Millions of victims of the Nazis will be honoured on the 70th anniversary of the liberation of Auschwitz today at a central London ceremony attended by politicians, religious leaders and survivors.

The national commemorative event in Westminster will feature film and music while footage from a service attended by world leaders at the notorious camp will be played to the 1,000 guests.

Organised by the Holocaust Memorial Day Trust, the event will feature readings by high-profile figures Sir John Hurt, Michael Palin, Keeley Hawes, Sarah Lancashire and Natasha Kaplinsky, a member of the prime minister’s Holocaust Commission which has spent the past year investigating what more Britain can do to keep the memory of the Shoah alive for future generations.

Olivia Marks-Woldman, Chief Executive of the Trust, said: “The theme for Holocaust Memorial Day 2015 is Keep the Memory Alive.

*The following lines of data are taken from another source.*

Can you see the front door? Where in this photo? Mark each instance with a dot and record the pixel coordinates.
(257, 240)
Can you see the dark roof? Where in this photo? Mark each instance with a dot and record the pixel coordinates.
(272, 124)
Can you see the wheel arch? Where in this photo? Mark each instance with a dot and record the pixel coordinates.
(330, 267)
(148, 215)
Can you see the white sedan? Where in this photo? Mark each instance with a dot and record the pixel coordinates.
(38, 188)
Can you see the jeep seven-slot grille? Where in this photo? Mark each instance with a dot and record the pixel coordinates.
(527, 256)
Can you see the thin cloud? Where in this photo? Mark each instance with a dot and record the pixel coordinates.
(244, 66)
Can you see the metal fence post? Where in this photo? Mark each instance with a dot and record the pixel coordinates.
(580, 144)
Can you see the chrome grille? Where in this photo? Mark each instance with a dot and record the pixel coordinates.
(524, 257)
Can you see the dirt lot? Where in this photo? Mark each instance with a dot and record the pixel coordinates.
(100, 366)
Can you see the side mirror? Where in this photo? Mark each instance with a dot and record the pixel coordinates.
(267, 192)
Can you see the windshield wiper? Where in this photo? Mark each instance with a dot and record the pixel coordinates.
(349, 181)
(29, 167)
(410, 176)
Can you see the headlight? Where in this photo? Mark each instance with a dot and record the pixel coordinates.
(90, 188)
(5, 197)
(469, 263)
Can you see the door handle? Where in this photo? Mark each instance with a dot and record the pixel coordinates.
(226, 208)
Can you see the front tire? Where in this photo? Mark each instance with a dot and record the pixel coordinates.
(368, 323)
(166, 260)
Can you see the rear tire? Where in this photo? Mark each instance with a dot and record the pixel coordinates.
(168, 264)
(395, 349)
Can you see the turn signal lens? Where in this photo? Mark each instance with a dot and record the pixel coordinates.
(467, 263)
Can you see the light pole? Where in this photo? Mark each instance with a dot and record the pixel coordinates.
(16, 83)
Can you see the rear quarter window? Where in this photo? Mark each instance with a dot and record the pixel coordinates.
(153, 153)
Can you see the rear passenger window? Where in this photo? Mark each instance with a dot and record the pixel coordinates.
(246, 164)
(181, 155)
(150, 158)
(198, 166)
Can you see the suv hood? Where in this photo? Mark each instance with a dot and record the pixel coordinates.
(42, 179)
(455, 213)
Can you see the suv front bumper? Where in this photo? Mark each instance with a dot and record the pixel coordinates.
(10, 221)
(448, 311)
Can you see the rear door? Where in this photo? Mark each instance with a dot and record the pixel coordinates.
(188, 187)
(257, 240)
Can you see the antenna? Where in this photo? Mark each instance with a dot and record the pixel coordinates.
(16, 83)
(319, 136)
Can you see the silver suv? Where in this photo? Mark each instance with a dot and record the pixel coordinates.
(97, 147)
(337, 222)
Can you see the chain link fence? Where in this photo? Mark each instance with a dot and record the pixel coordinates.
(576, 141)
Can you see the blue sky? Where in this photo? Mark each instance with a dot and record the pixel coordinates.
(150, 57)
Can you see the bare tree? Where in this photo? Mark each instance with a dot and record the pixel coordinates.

It is vital that we all remember and reflect upon the horrors of the past, and honour those who survived. On Holocaust Memorial Day we remember for a purpose: we learn from the past and consider how we can help build a better future.”

Performers at the national event – which will be the subject of an hour-long programme presented by David Dimbleby on BBC2 at 7pm – will include cellist and conductor Simon Wallfisch, grandson of 89-year-old Anita Lasker-Wallfisch, a surviving member of the Women’s Orchestra in Auschwitz.

Memorial Day is expected to be over over 2,400 events across the UK at community centres, schools, libraries, museums, arts venues, prisons, railway stations and places of worship. The recommendations of Cameron’s Holocaust Commission will also be published during the Day.

Cathy Ashley, Chair of the Holocaust Memorial Day Trust, says: “By hearing, seeing and sharing these powerful stories and memories, we are challenged to confront all forms of hatred and discrimination wherever we see them.”